El baile de los fondos de capital riesgo: ¿qué está detrás de sus cambios de rumbo?
Hay un documento en mi Google Drive que no es como los demás. Lo llamo «Tesis de fondos que me sacan de quicio». Cada vez que me topo con un fondo de capital riesgo que levanta millones con una tesis genérica, llena de buzzwords o directamente vacía, lo añado a mi lista negra. Pero lo más llamativo no es solo la falta de originalidad, sino la facilidad con la que estos fondos cambian de rumbo en cuestión de meses.
Este fenómeno no se limita a un solo fondo, sino que se extiende a sectores enteros. Hace solo unos años, el capital riesgo climático era el gran protagonista. Hoy, la mayoría de esos fondos han desaparecido o guardan silencio. Uno de ellos, que antes invertía en soluciones climáticas tradicionales, ahora se centra en «IA para el clima» —un oxímoron que refleja la adaptación forzada a las nuevas realidades políticas.
El impacto de la política en las estrategias de inversión
El giro lingüístico no es casual. Términos como «dinamismo americano», «resiliencia», «cadena de suministro» o «defensa» han reemplazado a los relacionados con el clima. ¿La razón? El cambio en el discurso político en EE.UU. ha convertido palabras como «diversidad» en un tabú para muchos fondos. Aquellos que antes se vendían como paladines de la equidad ahora deben reinventarse para sobrevivir.
Un ejemplo claro es el de los fondos que basaban su tesis en la idea de que el talento está distribuido, pero las oportunidades no. Para seguir siendo relevantes, ahora deben hablar de «meritocracia» o «eficiencia operativa» en lugar de diversidad, so pena de quedarse sin financiación.
Las tendencias tecnológicas también dictan el juego
Pero la política no es el único factor. Las modas tecnológicas también obligan a los fondos a pivotar. Hace dos años, muchos fondos generalistas de semilla se convirtieron en fondos de IA. Ahora, el «SaaSpocalypse» —la idea de que la IA acabará con las empresas de software como servicio— está reconfigurando el sector.
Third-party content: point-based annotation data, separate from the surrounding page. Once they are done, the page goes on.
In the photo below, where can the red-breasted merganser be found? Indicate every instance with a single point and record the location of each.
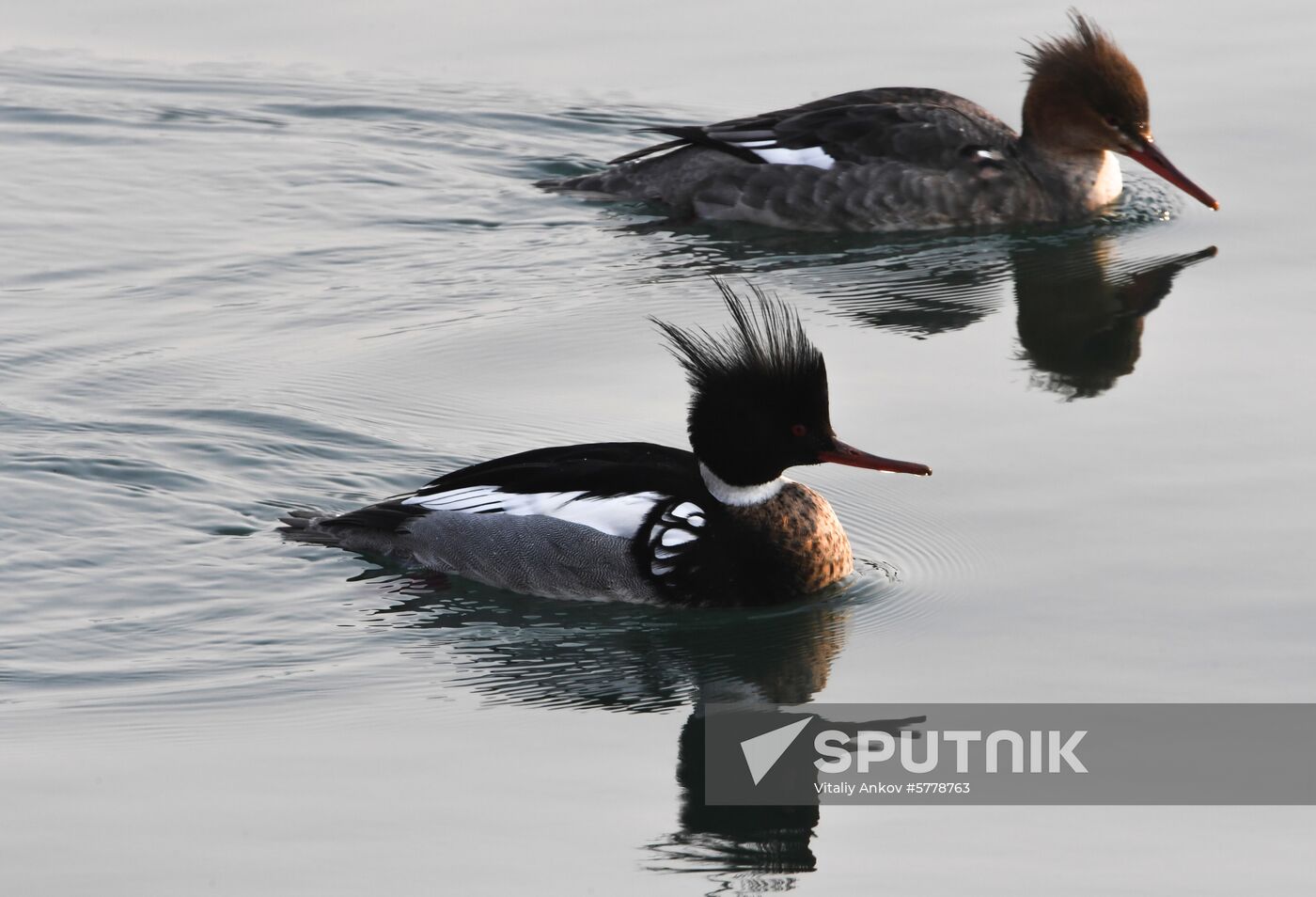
(910, 158)
(642, 522)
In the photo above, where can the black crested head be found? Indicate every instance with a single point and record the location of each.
(1085, 92)
(760, 401)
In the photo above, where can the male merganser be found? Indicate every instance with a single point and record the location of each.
(910, 158)
(642, 522)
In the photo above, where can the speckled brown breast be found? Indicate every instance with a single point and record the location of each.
(802, 528)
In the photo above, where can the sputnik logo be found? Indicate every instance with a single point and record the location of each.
(763, 751)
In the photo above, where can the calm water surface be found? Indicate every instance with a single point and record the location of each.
(236, 288)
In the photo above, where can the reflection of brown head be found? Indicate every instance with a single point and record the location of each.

Hace cinco años, casi todos los fondos invertían en SaaS o empresas de software corporativo. Hoy, ese discurso ha caído en el olvido. Un amigo mío, gestor de un fondo que antes se especializaba en SaaS, me confesó la semana pasada que ahora solo invierte en consumo. Y no es solo el SaaS: el software en general está en horas bajas.
La razón es clara: el auge de los modelos de lenguaje grandes (LLMs) ha abaratado la creación de productos digitales. Si antes el software era un foso competitivo, ahora cualquier startup puede lanzarse en semanas. Ante este escenario, los inversores buscan sectores donde la replicación sea más difícil: hardware, bienes de consumo envasados o industrias reguladas. Sectores que, hasta hace poco, eran considerados poco atractivos.
Un desafío para los emprendedores
Para los fundadores, estos cambios constantes son un mareo estratégico. Un día, un sector es la moda; al siguiente, está muerto. Los que antes recibían financiación fácil ahora deben justificar su modelo con argumentos distintos. Y los que apuestan por áreas emergentes, como el hardware, se enfrentan a ciclos de desarrollo más largos y riesgos distintos.
En un ecosistema donde el dinero fluye hacia donde sopla el viento, los emprendedores más resilientes son aquellos que anticipan las tendencias en lugar de seguirlas. Porque, al final, en el capital riesgo, lo único constante es el cambio.
«En un ecosistema donde el dinero fluye hacia donde sopla el viento, los emprendedores más resilientes son aquellos que anticipan las tendencias en lugar de seguirlas».